Fish Over Fame in Montauk
Upfront is Mecca to surfcasters this time of year, the frontage being the semicircle of rocky beach and headland that surrounds the Montauk Point Lighthouse.
On Monday morning early, striped bass were being caught with regularity as the sun lighted the white hulls of boats, some close, others farther offshore by degrees like so many stepping stones to Block Island, also lit bright by the sun’s early rays. Casters said black darters, a swimming lure, had done the trick in the dark, according to one, Steve Kramer, but the darters were replaced by bucktails festooned with white or red pork-rind trailers at dawn.
Steve Van Derlofske, a wetsuited caster from East Islip, was caught between a freelance videographer promising him future YouTube stardom and an offshore rock perch with its promise of striped bass. “What kind of lure is that?” the video man asked, panning his lens the length of Van Derlofske’s rod to the lure in question.
“It’s a bucktail. Listen, I’ve got to swim to that rock,” the caster said, having chosen fish over posterity.
Meanwhile, in the Montauk Point State Park’s lower parking area, campers were circled like prairie schooners. Casters who had worked the southeast swell through the night lay about on picnic benches, some dozing, others laying wetsuits out to dry.
Martin Fischer was suiting up, his wife, Danielle, smiling on the camper’s steel front stoop and praising its comfort as compared to the Bronco they used to spend days in. “We used to go to Hither Hills to shower.” The couple had arrived in the early morning hours from Amityville. “I’ve been coming here since I was six or seven,” Fischer said. “I’ll spend 16 hours in this wetsuit today.” Actually three separate wetsuits, he said. He switched into dry ones every few hours.
Paul Leo, a friend, had arrived from Farmingdale at 4 a.m., and Donny Rivera, another buddy, had come up from Trinity, Fla. “I got in last night. It’s the first time back here since I moved.”
Most of the action took place on the north side of Montauk Point, where Allen Vollmer of West Babylon caught the 43.6-pound striper that won two tournaments held Friday and Saturday. One was held from Paulie’s Tackle Shop in Montauk, the other sponsored by the State Parks Department. A bunker chunk did the trick, causing the bass to choose it over the peanut bunker, large spearing, snappers, and mullet, the prey species being offered by Neptune.
Billy Fisher caught a 37.17-pound bass during the Paulie’s contest, in which 133 casters competed.

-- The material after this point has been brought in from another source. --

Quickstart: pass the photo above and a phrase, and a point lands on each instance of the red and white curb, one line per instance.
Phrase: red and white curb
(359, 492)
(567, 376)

In the ongoing Montauk SurfMasters tournament for striped bass, Klever Oleas caught a 26-pound bass to knock Atilla Ozturk’s 20.6-pounder into second place in the wader division. Fred Kalkstein, an organizer of the SurfMaster tournament and a competitor in its wetsuit division, swam to his favorite rock in one of the Montauk moorland coves on Monday evening only to be “lifted” from it by waves from the intermittent pulse of swells out of the southeast.
“I got knocked off and swam back out. I made three casts twice. The second time I got lifted off I did backward somersaults. I will be out again tonight,” Kalkstein said on Tuesday morning.
Harvey Bennett at the Tackle Shop in East Hampton has also been recommending that surfcasters use black darters or any other swimming lure on an outgoing tide in the darker times of day.
Bennett reported the influx of false albacore continuing in Gardiner’s Bay, although the wind has been adversarial of late.